When we last left off, I was sharing my Toastmasters experience with all of you.

I had decided to join to learn how to be a better public speaker, in preparation for my speeches at the undisclosed Passover hotel. Toastmasters is a lovely and warm environment. Everyone cheers everyone on and encourages them to do their very best. All critiques have positive spins to them, and no one ever leaves a meeting feeling dejected or embarrassed. There is lots of laughter and camaraderie.

It is also like the Statue of Liberty, or more specifically, Ellis Island, as the majority of its members are not United States-born. In fact, my name, Banji — a name that is so unusual that few can spell or pronounce it correctly upon first try or glance — is akin to the name Bob or Sue or Tom. Everyone else’s name in my group is more “unique” than my own.
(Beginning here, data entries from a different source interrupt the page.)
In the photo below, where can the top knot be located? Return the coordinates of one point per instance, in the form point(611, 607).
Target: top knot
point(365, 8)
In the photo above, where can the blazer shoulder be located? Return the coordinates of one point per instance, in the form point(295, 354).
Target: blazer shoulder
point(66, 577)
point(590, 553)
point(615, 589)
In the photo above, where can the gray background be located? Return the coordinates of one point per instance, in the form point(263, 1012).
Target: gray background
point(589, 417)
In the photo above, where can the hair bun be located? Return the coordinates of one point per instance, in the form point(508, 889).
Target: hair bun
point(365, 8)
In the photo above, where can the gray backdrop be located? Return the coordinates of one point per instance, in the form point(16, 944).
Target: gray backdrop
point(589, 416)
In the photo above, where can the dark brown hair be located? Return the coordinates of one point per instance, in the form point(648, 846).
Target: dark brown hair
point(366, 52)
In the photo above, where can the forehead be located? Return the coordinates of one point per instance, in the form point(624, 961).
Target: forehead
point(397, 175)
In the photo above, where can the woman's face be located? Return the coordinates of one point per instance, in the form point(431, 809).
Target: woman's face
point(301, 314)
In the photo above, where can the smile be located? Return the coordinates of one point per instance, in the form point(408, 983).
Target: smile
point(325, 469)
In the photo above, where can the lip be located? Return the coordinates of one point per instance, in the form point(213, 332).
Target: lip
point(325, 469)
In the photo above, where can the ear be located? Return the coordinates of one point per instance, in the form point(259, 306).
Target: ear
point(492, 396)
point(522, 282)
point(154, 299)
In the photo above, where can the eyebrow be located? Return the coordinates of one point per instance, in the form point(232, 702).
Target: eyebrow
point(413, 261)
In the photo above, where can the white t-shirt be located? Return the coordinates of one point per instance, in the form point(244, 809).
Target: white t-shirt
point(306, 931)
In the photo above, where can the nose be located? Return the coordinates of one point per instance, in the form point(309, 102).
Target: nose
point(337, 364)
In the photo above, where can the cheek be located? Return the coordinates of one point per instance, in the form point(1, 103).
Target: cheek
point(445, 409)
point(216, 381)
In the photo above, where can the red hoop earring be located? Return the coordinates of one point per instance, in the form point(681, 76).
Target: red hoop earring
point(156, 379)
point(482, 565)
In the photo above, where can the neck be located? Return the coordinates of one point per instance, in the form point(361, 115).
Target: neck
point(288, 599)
I feel very at home. It is not a common occurrence to have my name the easiest to figure out. Though someone was surprised when I stood up to give the “joke of the day” — and I was a female. He looked at me and said, “You’re Banji? Aren’t you a man?” Nope, but I do act like one when I clean out the sewer trap… (For another time.)

For almost every week that I have attended Toastmasters, I have been the winner of the Table Topics speeches. Don’t be impressed. I have won this, I believe, because I am one of the few who can claim English as a first and only language. While I joined Toastmasters to learn how to give a speech without sweating profusely or passing out, others join to learn how to speak English properly.

This only becomes a problem for me because the man who gives the speeches about how to give speeches has such a thick accent that I can only understand every fourth or fifth word that he says. The other problem is that I had joined the group in order to practice my speeches before I gave them at the hotel, and I discovered that because it only meets twice a month, there wasn’t going to be enough time for me to deliver these literary beauties to my new friends.

What to do, what to do?

Well, I continued to go to the meetings and I stood up in front of my fellow group members and tried my best. And then it was Passover and I had to give my speeches. I had two topics. The first was, “How to Write the Perfect Simcha Speech.” I was delivering this one on the Sunday before the second days of Yom Tov. My name was listed on the schedule, my boys were very proud of me, and I was just trying to figure out when I could start drinking. (Just kidding — no tequila on Passover, unfortunately.) I got to the room assigned to me and there was no turning back. Fortunately, it was a beautiful day outside, and there were few attendees at my TED talk. Son #2 recorded it (just in case any of you are interested, she said laughingly). Aside from the four people related to me, there were about 15 people in the room. I got through it. How was it? I have no idea. How could I not know how it went? Well, that is a good question. Only one person walked out, one person fell asleep, and no one was texting. I guess that is OK.

The next time I spoke was on Yom Tov. The topic? “Finding Humor in a Humorless World.” This was code for, “Stories about my life that I hope people will find interesting, but I cannot imagine that they actually will.” As it was Yom Tov, folks didn’t really have much else to do, so we had about 40 to 50 people in attendance.

How was it? Again, I have no idea. All I do know is that I was having trouble swallowing and I was so happy that I swiped a bottle of Diet Coke from the dining room because I was drinking that stuff like I had been in a desert. Why does this happen?

Man, I hope they will teach me about that in Toastmasters, and if they do teach it, I hope I will understand that person who is presenting the topic.

So I will continue to go to Toastmasters, because who doesn’t like being clapped for? Will I speak publicly again? Only time will tell — but as for right now, I am basking in the glow of the review one hotel guest gave me, “You weren’t any better or worse than any of the other speakers.” And that is just fine by me!

Banji Ganchrow still remembers singing the Hebrew alphabet at her siddur play. She wore a red dress with red ribbons in her hair. She was so scarred by the ribbons, she has never worn anything in her hair since she became an adult. When that will or will not change is still questionable.